L’accelerazione del trasferimento non elimina da sola questi problemi, ma può ridurre una delle componenti più onerose del progetto. Se i risultati indicati dall’azienda saranno confermati nelle diverse condizioni operative, qemu-cp potrebbe rendere Sangfor HCI più interessante per le organizzazioni che stanno valutando un’alternativa per il proprio ambiente virtualizzato.
Cold e warm migration come strumenti complementari
La cold migration non è l’unica modalità prevista dalla piattaforma. Sangfor richiama anche le proprie funzionalità di warm migration, pensate per trasferire le macchine virtuali limitando o evitando l’interruzione dei servizi.
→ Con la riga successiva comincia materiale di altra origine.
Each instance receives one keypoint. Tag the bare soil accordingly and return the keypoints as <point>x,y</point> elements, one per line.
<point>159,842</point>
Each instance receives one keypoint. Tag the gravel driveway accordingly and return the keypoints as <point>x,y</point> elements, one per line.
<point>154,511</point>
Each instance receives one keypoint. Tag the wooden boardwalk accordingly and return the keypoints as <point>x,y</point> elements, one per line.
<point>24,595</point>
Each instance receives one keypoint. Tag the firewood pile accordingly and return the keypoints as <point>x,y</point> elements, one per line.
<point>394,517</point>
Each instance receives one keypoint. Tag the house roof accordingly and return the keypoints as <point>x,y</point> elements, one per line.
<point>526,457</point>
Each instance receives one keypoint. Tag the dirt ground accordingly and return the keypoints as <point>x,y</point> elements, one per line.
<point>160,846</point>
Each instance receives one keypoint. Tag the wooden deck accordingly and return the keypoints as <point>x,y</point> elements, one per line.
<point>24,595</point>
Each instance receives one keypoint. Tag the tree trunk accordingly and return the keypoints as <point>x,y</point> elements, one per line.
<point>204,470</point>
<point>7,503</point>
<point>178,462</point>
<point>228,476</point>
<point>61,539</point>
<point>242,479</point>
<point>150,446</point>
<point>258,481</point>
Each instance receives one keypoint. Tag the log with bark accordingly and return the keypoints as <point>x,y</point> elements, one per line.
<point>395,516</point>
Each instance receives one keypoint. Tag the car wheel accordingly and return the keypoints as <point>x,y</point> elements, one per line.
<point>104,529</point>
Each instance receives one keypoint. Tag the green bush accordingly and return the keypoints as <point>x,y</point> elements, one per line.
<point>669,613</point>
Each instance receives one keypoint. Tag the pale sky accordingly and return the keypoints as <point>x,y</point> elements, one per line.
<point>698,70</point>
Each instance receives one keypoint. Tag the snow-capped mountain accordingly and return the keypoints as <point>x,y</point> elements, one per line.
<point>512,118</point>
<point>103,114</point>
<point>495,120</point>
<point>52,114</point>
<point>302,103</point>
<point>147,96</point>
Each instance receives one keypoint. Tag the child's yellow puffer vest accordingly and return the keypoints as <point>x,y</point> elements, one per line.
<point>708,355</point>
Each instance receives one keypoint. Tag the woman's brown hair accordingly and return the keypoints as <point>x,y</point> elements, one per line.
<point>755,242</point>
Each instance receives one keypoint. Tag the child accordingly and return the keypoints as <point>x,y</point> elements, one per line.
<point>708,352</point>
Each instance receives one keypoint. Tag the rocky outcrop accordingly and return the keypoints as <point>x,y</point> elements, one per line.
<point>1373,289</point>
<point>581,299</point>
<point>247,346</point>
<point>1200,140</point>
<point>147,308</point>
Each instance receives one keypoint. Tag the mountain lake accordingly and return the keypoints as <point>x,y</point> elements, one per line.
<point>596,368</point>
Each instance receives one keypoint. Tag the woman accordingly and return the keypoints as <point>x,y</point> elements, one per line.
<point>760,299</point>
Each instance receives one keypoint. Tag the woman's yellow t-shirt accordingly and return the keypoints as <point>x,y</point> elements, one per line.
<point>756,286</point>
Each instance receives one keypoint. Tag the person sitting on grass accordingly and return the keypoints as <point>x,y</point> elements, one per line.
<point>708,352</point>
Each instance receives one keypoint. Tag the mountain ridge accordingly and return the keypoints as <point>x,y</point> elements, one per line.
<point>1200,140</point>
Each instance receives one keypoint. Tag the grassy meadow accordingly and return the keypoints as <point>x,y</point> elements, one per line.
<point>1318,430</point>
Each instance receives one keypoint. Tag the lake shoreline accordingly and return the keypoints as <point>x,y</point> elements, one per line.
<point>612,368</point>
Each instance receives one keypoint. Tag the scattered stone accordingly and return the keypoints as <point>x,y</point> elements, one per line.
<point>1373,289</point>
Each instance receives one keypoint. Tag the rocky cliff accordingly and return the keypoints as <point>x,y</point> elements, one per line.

Le due tecniche rispondono a esigenze differenti. La warm migration è indicata quando la continuità operativa rappresenta la priorità, mentre quella a freddo può offrire un processo più semplice e controllabile quando è possibile programmare un arresto. Disporre di entrambe consente ai responsabili IT di scegliere la procedura in funzione della criticità del carico, della quantità di dati e della finestra di manutenzione disponibile.
Simone Protano, Senior PreSales Manager di Sangfor, conclude: “Grazie alla combinazione con un’esperienza operativa allineata a VMware, funzionalità di sicurezza native integrate e funzionalità di warm migration non-disruptive per le migrazioni senza interruzioni, questa capacità ottimizzata di cold migration e cloning offre un ulteriore strumento per rendere i progetti di sostituzione delle infrastrutture virtuali legacy più semplici, rapidi e a minor rischio”.
Una leva tecnica che può abbassare le barriere al cambiamento
L’innovazione introdotta da Sangfor affronta un problema concreto: trasferire grandi dischi virtuali senza sprecare risorse e senza estendere inutilmente i tempi di fermo. L’eliminazione delle aree vuote dalla copia e l’elaborazione parallela rappresentano interventi mirati, il cui valore può essere misurato direttamente nelle finestre di manutenzione e nella durata complessiva dei progetti.
Il taglio dei tempi potrebbe favorire soprattutto le organizzazioni con numerose macchine virtuali, infrastrutture distribuite o programmi di rinnovamento che devono essere completati gradualmente senza compromettere l’operatività. Può inoltre ridurre una barriera pratica all’ingresso per Sangfor, rendendo meno impegnativo il passaggio da ambienti VMware alla sua piattaforma iperconvergente.
Resta necessario verificare i risultati su configurazioni indipendenti e con carichi differenti da quelli impiegati nei test dell’azienda. Le prestazioni massime dichiarate non saranno automaticamente riproducibili in ogni data center. La direzione tecnologica appare comunque promettente: concentrare il trasferimento sui dati realmente utili e impiegare meglio le risorse disponibili può trasformare una procedura spesso lunga e delicata in un’attività più rapida, prevedibile e sostenibile per i team IT.